Circus performers are both emotional and physical athletes. We need to consider all aspects of our body and mind to be flexible in our practice and do our best work. But, as much training as we do, we rarely actually take the time to feel. We ignore our emotions to push our limitations. We take pills to make the physical pain go away. Sayings like “sleep is for the weak” and “I’ll rest when I am dead” help us believe ignoring our limitations is simply discipline and necessary to continue the work.
Yet, the practice of feeling oneself has been the primary focus when I have taken class in dance, clown, yoga, contact juggling, mindfulness or Alexander Technique. It has been included in my university classes, my counseling sessions and seems to be one of the most important focuses for fostering good physical and mental health. If we are athletes why are we ignoring the things that make us healthy? We sleep too little and push ourselves too much. Instead, fueling ourselves with coffee and using all of our time to push our limitations without rest. We need our body to be in good working order to have the longest career possible, but we often take it for granted.

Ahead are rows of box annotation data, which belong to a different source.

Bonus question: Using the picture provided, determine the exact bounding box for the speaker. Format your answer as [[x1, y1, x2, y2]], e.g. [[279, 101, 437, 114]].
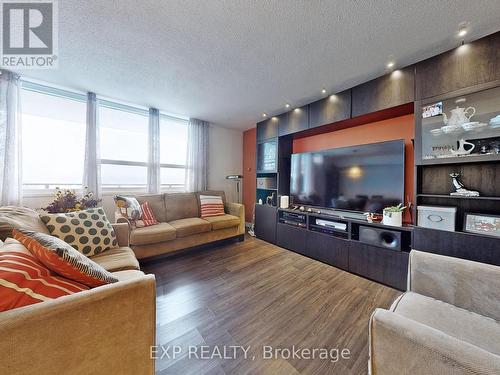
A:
[[359, 225, 401, 251]]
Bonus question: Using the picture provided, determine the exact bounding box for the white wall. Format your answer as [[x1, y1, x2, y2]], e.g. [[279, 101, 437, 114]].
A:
[[208, 124, 243, 202]]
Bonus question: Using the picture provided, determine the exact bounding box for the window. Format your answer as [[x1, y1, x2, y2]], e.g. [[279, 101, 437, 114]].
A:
[[98, 101, 149, 191], [160, 115, 188, 190], [21, 83, 86, 194]]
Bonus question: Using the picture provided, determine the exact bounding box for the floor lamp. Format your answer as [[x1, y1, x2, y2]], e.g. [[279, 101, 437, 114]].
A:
[[226, 174, 243, 203]]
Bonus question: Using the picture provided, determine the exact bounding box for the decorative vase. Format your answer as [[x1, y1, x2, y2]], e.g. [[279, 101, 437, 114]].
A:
[[382, 210, 403, 227]]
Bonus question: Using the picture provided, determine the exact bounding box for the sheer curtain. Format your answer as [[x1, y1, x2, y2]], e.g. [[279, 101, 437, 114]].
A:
[[148, 108, 160, 194], [186, 118, 209, 191], [0, 71, 22, 206], [83, 92, 101, 198]]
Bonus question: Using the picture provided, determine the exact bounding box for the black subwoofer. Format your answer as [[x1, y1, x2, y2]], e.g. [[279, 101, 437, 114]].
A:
[[359, 225, 401, 251]]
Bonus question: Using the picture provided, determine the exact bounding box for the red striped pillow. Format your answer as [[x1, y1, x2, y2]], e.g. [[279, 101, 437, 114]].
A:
[[200, 195, 226, 219], [0, 245, 89, 311], [141, 202, 158, 227]]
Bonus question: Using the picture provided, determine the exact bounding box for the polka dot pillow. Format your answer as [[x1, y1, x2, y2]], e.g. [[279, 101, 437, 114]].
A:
[[40, 207, 118, 257]]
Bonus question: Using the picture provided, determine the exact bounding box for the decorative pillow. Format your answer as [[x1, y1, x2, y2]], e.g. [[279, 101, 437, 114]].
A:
[[14, 229, 118, 287], [114, 195, 142, 226], [0, 241, 89, 311], [40, 207, 118, 256], [135, 202, 158, 228], [200, 195, 226, 219]]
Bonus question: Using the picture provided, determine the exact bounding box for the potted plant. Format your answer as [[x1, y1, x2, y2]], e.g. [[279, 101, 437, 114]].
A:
[[42, 187, 101, 214], [382, 203, 406, 227]]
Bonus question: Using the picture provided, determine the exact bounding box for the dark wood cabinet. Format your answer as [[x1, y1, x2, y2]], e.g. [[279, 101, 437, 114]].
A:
[[309, 90, 351, 128], [276, 223, 307, 255], [349, 241, 409, 290], [413, 227, 500, 266], [352, 65, 415, 117], [254, 204, 277, 243], [257, 117, 279, 141], [416, 33, 500, 100], [278, 105, 309, 137], [306, 231, 349, 270]]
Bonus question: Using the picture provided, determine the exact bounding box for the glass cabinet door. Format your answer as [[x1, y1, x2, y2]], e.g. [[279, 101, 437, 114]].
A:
[[257, 140, 278, 172], [420, 87, 500, 162]]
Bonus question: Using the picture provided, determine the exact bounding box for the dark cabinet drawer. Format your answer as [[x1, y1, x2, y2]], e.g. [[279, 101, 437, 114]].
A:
[[306, 232, 349, 270], [309, 90, 351, 128], [416, 33, 500, 99], [349, 241, 409, 290], [257, 117, 279, 141], [254, 204, 277, 243], [352, 65, 415, 117], [276, 223, 307, 255], [278, 105, 309, 136]]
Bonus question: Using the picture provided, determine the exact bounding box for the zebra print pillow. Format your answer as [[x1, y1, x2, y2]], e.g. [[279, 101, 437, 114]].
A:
[[13, 229, 118, 287]]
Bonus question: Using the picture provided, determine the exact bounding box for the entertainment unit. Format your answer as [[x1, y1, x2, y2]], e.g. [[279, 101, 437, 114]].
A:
[[255, 32, 500, 290]]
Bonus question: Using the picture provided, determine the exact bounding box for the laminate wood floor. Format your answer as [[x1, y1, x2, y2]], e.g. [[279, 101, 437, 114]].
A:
[[142, 236, 400, 375]]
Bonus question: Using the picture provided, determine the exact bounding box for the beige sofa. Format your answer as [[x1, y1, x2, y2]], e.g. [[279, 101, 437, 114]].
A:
[[115, 191, 245, 259], [369, 251, 500, 375], [0, 207, 156, 375]]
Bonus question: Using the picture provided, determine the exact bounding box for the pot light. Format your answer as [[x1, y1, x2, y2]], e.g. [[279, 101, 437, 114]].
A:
[[458, 25, 467, 38]]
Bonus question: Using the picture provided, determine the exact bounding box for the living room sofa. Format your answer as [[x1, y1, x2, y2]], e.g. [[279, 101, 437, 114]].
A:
[[115, 191, 245, 259], [369, 251, 500, 375], [0, 207, 156, 375]]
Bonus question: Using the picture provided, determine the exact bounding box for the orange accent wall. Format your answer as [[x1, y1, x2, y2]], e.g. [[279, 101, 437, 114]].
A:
[[292, 114, 415, 222], [243, 128, 257, 223]]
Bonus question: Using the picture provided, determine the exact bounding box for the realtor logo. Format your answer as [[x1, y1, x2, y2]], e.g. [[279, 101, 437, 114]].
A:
[[0, 0, 58, 69]]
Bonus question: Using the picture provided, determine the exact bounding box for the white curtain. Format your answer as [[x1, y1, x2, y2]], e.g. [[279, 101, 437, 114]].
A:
[[148, 108, 160, 194], [186, 118, 209, 191], [83, 92, 101, 199], [0, 71, 22, 206]]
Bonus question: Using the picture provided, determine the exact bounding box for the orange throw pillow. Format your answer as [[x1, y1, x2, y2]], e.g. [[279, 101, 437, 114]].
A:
[[0, 244, 89, 311], [200, 195, 225, 219], [13, 229, 118, 287]]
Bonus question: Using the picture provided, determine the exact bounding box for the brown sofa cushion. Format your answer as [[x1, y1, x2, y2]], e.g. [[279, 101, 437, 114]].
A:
[[392, 292, 500, 355], [203, 214, 240, 230], [91, 247, 140, 272], [130, 223, 176, 245], [135, 194, 167, 222], [0, 206, 49, 240], [169, 217, 212, 237], [165, 193, 200, 222]]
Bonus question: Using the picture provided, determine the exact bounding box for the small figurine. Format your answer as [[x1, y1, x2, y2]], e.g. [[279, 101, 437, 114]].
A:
[[450, 172, 479, 197]]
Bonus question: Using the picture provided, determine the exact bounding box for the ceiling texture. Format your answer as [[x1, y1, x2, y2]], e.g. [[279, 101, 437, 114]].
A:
[[15, 0, 500, 130]]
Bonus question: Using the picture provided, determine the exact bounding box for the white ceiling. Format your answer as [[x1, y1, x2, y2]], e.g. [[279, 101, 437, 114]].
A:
[[14, 0, 500, 129]]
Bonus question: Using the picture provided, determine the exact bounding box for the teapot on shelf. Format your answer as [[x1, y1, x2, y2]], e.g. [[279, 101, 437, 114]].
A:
[[450, 138, 476, 156], [443, 106, 476, 127]]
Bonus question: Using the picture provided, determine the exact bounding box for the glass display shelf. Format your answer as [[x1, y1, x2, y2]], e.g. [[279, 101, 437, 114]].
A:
[[420, 87, 500, 164]]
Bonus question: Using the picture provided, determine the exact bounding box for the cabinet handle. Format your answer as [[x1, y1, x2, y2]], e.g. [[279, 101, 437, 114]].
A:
[[427, 215, 444, 223]]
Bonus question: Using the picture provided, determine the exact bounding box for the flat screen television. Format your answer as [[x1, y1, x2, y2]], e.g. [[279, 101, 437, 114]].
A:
[[290, 140, 405, 213]]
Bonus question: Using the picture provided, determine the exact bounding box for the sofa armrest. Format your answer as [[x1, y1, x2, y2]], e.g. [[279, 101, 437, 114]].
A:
[[0, 275, 156, 375], [408, 250, 500, 320], [111, 222, 130, 247], [369, 309, 500, 375], [224, 203, 245, 234]]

This is very important. Take 20 minutes and lie on the floor to feel your body. Take this time to try to tune out of the mind and ask yourself what your body is telling you. Does the whole body feel the same sensations, or do you feel relaxed in some places and tension in others? Where do you feel happiness and where do you feel sad, or angry? What do they feel like and where do you hold these emotions? Does it change when you focus on them? Can you create more space and allow your breath into the spaces that feel tension? Do you feel numb in some places? If you place your attention to the numb places does this change?

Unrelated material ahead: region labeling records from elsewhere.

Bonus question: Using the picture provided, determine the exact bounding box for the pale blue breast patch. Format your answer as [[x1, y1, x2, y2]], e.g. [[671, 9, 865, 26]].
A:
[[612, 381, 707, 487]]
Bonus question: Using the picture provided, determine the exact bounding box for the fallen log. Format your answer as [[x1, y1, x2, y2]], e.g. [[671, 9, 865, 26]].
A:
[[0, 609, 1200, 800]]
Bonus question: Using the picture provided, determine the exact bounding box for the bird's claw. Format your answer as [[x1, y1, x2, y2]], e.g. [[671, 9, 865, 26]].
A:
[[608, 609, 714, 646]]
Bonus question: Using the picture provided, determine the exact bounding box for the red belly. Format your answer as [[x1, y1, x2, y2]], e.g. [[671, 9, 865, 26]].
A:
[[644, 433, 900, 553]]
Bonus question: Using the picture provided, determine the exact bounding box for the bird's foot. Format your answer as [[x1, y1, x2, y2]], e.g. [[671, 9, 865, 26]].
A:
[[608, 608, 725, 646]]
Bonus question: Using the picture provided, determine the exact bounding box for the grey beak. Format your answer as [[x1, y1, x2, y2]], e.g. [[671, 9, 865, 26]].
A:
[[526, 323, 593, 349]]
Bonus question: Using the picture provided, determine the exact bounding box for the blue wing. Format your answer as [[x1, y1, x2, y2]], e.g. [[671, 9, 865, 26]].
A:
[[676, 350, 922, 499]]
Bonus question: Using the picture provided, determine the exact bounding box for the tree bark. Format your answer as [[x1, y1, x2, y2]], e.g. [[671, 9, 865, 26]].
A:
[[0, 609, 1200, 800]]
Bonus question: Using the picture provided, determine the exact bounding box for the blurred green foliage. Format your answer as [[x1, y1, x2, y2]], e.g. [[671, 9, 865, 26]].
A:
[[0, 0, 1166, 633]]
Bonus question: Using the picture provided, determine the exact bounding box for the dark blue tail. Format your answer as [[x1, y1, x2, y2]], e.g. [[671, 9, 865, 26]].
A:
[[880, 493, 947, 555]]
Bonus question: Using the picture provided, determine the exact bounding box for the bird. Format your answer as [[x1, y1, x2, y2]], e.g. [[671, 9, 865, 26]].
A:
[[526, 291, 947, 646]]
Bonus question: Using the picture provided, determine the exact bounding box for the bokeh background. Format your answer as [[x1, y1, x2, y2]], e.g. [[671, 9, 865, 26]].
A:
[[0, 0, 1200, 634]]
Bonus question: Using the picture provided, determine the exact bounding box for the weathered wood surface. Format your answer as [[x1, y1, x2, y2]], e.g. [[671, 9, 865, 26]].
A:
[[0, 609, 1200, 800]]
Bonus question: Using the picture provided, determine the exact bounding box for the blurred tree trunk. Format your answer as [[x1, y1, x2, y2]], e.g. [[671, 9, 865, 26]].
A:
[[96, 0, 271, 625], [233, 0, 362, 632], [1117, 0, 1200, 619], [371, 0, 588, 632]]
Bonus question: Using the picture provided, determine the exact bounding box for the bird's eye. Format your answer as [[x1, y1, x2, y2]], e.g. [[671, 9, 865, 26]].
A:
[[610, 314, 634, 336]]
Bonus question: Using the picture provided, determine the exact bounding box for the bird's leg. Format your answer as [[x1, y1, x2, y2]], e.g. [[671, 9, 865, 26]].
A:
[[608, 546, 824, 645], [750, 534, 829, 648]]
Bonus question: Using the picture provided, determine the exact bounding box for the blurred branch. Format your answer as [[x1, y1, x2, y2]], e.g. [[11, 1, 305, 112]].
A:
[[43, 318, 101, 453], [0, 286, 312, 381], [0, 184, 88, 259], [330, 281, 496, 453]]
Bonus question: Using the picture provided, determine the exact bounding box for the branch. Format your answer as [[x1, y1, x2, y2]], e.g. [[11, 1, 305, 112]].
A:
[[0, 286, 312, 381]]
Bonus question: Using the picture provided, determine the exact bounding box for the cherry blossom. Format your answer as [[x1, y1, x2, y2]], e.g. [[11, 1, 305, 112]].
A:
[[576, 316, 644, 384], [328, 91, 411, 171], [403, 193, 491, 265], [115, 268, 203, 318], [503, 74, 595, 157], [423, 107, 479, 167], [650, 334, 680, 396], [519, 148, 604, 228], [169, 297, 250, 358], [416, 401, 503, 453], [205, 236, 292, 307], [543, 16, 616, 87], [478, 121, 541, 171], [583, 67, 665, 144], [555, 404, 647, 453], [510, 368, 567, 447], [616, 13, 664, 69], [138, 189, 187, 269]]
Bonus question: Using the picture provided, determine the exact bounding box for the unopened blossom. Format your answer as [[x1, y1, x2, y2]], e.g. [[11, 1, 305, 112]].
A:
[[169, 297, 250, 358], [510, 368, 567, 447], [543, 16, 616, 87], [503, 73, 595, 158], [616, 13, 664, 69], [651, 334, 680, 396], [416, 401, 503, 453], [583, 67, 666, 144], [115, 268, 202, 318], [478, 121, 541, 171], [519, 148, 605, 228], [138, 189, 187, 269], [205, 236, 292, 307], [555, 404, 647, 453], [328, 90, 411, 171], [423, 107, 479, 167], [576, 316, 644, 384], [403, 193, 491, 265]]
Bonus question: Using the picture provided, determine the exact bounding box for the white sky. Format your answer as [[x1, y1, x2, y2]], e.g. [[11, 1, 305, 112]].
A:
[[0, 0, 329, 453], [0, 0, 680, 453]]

Do a full scan of the whole body, head to toe, at the beginning of this session. Try to see how each part feels. What does your underarms feel like? What does your neck feel like? Are you aware of your ears? Go through the whole body. We often carry weight in our jaw, tongue and face. Can you relax these parts? Do this again near the end of the session and see if it has changed. If you pay attention to your feet a while, check back into your face and see if it is still relaxed. Notice what your body is holding, and what your body is numb to. This will all change, although you may find similarities.

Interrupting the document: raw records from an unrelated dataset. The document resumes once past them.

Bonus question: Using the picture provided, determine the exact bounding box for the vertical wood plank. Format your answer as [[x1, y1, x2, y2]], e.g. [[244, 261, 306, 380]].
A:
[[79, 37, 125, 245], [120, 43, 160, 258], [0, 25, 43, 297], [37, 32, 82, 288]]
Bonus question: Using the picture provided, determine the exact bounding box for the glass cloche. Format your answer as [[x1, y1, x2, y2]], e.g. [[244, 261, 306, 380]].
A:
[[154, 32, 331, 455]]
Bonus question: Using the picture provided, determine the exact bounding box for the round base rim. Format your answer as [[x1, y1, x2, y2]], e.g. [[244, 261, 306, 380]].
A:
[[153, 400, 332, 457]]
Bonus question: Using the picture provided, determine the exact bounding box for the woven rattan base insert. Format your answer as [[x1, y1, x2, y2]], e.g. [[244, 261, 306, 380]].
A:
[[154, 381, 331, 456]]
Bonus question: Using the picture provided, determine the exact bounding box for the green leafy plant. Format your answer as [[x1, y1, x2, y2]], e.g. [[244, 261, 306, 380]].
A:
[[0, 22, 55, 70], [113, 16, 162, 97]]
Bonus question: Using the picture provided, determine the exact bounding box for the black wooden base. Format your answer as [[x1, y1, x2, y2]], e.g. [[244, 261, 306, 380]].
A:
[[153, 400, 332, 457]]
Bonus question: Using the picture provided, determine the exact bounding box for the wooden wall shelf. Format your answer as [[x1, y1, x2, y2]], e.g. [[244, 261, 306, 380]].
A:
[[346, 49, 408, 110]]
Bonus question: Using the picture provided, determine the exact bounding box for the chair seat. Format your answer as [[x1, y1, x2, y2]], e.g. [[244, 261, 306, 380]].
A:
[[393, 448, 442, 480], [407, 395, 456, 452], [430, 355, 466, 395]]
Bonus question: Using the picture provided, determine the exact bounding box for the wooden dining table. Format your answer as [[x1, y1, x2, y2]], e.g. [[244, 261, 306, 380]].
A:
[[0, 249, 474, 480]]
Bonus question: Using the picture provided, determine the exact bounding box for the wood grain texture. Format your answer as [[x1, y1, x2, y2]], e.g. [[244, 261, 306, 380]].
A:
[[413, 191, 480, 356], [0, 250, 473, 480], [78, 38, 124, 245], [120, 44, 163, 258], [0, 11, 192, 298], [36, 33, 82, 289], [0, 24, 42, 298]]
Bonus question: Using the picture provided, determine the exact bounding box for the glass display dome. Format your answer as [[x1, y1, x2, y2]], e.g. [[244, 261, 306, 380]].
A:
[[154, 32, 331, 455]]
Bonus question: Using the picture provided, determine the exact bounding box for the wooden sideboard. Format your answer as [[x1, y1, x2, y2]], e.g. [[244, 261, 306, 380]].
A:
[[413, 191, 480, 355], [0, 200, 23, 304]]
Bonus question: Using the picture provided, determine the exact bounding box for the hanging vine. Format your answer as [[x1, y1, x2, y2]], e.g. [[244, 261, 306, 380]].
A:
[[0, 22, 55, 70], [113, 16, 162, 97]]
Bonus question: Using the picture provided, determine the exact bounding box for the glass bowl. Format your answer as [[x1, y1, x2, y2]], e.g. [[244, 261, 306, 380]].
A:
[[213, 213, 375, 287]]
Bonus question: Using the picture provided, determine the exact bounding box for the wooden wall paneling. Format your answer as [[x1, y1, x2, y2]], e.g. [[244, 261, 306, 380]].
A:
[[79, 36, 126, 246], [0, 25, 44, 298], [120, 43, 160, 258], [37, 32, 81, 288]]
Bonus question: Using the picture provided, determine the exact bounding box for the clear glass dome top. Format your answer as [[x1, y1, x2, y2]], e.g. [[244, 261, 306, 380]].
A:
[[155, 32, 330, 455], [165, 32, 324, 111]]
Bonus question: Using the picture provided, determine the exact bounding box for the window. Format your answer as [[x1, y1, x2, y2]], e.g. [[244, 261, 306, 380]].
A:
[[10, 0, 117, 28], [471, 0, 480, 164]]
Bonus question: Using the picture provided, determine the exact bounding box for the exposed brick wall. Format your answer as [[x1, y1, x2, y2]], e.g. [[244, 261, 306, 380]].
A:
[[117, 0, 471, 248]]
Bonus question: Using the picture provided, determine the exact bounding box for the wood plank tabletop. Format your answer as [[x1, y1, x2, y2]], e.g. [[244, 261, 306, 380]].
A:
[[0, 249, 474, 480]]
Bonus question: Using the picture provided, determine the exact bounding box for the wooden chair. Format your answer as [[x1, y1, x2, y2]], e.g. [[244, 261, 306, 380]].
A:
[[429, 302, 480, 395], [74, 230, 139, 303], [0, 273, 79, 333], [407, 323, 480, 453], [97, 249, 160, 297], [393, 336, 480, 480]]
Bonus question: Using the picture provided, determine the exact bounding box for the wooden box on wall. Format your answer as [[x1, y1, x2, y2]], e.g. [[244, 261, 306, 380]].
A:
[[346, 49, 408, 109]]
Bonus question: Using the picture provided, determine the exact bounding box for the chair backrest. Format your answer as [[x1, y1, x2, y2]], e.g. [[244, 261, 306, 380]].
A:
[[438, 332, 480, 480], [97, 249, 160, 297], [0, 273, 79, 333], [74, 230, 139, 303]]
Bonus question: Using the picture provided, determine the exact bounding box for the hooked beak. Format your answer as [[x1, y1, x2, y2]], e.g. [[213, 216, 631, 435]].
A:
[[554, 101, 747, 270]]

This is a practice we should be doing daily, both because it is good for our body but also because it is good for our mind. When you do this every day, you will notice how you are different from yesterday. See how your brain reacts differently each day to trying to bring attention away from the mind and into the body. Feel your breath and how it expands your ribs. Notice how each breath is different from the last.
Circus artists get’s so caught up in training and technique and how we present ourselves we ironically forget our bodies exist. Taking the time to feel your body will change your practice, get you more in tune with your rhythm, and help you understand your training more deeply. Most of all, it will make you more aware of what everything feels like, which is inherent to being a physical and emotional athlete.